During jury deliberation, three members of the jury, believing Ramos and Compean were innocent, held out for a not guilty verdict against nine jurors who were convinced the agents would never have been charged if they weren't guilty. That fact notwithstanding, at 2:15 p.m. on March 15, 2006 the jury found them guilty. When the verdict was read, the three jury members began to cry.

A few days later Ramos' lawyer, Mary Stillinger, contacted the jury members whom she witnessed crying. They agreed to speak to her on the record. They told Stillinger the jury foreman was told by Judge Cardone that the jury would vote either "guilty" or "not guilty." She would not accept a hung jury. If the three couldn't convince the other nine, they would have to vote guilty. The three should have insisted on seeing the judge's instructions in writing. If she did tell the jury foreman that, Cardone would never put such a demand in writing. The judge was engaging in jury intimidation.

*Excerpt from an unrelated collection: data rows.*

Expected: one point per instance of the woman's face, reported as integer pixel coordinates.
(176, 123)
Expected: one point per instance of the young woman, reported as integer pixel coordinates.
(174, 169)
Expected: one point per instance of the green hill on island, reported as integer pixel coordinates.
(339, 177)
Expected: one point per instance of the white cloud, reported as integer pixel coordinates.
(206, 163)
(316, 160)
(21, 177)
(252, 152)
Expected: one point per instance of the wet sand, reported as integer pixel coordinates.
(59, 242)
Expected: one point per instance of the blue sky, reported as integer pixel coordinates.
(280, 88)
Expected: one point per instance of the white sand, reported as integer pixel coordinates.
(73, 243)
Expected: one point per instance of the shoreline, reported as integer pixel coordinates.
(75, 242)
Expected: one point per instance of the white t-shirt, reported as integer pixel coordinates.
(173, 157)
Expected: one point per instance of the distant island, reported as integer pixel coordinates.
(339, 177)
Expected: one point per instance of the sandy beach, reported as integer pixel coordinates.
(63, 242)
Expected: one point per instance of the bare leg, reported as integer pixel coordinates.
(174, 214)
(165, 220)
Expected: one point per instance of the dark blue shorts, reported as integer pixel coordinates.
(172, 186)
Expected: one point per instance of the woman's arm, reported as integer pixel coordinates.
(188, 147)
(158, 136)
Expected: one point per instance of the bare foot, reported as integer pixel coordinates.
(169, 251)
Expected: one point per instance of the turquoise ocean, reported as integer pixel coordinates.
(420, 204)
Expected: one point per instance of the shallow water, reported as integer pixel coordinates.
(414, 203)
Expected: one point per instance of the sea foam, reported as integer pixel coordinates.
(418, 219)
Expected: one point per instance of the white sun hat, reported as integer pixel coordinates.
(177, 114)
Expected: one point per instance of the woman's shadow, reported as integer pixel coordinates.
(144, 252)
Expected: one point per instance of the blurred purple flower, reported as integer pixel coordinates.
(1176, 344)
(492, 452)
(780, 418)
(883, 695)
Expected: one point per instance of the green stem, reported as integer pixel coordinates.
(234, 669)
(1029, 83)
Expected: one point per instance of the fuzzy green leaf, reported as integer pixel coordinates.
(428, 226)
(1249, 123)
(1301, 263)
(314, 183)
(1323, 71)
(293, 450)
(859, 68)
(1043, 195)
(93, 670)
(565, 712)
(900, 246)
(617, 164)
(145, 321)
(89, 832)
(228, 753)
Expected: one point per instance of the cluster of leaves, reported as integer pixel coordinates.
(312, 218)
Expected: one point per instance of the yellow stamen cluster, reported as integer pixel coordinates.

Constitutionally, under our jury system, the judge does not have the power to tell a jury how they will or will not vote. The people constitutionally have the final word in the fate of those charged with violating the laws of this country. That's why the rule of law works. Conversely, when judges attempt to intimidate juries, or when prosecutors misrepresent the evidence, miscarriages of justice like the Ramos and Compean convictions happen. Bush's commutation is a further miscarriage of justice. Ramos and Compean deserve nothing short of a presidential pardon simply because they are innocent of the crimes for which they were accused and convicted. However else history judges former President George W. Bush, he will carry the stain of this deliberate miscarriage of justice, engineered by his presidency, into history.

For the sake of "jury unity," and not because they were convinced the pair was guilty of anything, Ramos and Compean were wrongfully confined in federal prison on Jan. 17, 2007 and will remain there until March 20. They will have spent 792 days in prison for a crime that did not happen just to fulfill an international political mandate to create a world with open borders. Of anyone who has ever sought a presidential pardon, no one has ever been more deserving of one than Ignacio Ramos and Jose Compean. Perhaps when Alaska Gov. Sarah Palin wins the White House in 2012 Ramos and Compean will win their pardon and be restored to service in the US Border Patrol with back pay and all privileges that go with the badge.